Randomly wired?
A fluorescence microscope reveals the largely random network,
that neurons
form in a culture dish. An international team of scientists, led by researchers
from the MPI for
Dynamics and Self-Organization, investigated whether nerve cells
in the brain
wire randomly.
© Manuel
Schottdorf, MPI for Dynamics and Self-Organization
(November 23, 2015) The
brain is not relying on random-wiring, but self-organized neural networks for
visual information processing
Our brain is a mysterious machine. Billions of nerve cells
are connected such that they store information as efficiently as books are
stored in a well-organized library. To this date, many details remain unclear,
for instance the set of rules that governs the connections between nerve cells
and the organization of information therein. An international team led by
scientists of the Max Planck Institute for Dynamics and Self-Organization in
Göttingen has now shed new light on these long-standing questions and found
that networks are not governed by randomness. Some scientists considered this
possibility for the organization of the brain, because randomly connected
networks work well in computing applications. To test the random wiring
hypothesis, the team examined whether the brain is using random connections to
process visual stimuli. To this end, they calculated predictions that rely on
the random wiring hypothesis and compared the results with precision
measurements of the cortical architecture in various mammals. The result:
random connections do not suffice to explain the observed layout of the brain.
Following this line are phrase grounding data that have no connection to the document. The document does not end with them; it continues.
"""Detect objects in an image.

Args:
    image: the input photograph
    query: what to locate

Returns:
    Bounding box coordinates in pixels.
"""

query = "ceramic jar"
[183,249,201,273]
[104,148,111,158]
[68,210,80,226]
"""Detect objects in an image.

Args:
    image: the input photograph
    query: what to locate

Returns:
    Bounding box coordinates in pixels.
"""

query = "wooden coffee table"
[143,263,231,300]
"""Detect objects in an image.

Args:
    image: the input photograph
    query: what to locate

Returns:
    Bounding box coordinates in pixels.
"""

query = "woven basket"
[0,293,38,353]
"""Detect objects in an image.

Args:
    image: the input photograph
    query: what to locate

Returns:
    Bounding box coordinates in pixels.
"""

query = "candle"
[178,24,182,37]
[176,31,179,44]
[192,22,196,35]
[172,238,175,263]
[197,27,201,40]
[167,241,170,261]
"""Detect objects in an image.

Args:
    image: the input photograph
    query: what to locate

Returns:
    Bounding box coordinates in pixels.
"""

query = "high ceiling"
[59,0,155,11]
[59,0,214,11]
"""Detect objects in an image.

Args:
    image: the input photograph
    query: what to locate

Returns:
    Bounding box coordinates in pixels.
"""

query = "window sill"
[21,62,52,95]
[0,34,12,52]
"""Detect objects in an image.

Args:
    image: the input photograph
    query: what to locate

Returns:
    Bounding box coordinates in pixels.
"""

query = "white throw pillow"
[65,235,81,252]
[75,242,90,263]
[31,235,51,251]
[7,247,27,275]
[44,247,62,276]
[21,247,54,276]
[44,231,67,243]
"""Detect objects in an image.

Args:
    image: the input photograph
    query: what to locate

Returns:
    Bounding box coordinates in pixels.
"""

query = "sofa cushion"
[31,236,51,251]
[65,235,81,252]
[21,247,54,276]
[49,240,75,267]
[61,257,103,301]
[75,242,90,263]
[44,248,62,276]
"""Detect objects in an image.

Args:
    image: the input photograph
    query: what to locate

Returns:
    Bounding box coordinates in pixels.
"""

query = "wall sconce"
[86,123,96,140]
The scientists conclude that initially random connections in the visual cortex
are reorganized to a precisely determined layout using self-organization. Random
wiring, in the end, plays a small role.
Nerve cells in the human brain are densely interconnected
and form a seemingly impenetrable meshwork. A cubic millimeter of brain tissue
contains several kilometers of wires. A fraction of this wiring might be
governed by random mechanisms, because random networks could at least
theoretically process information very well. Let us consider the visual system:
In the retina, several million nerve cells provide information for more than
100 Million cells in the visual cortex. The visual cortex is one of the first
regions of the brain to process visual information. In this brain area, various
features as spatial orientation, color and size of visual stimuli are processed
and represented. The way information is sent may be comparable to a library, in
which books can easier found if they are sorted not only alphabetically by
title, but also by genre and by author. In a library, books are spread to
different shelves, but typically not randomly. Similarly, various facets of
visual perception are represented separately in the visual cortex. And the
organization of this representation might be random. Mathematical modeling
suggested that randomly distributed information is very well suited to separate
features, in fact, better and better the more features are concerned.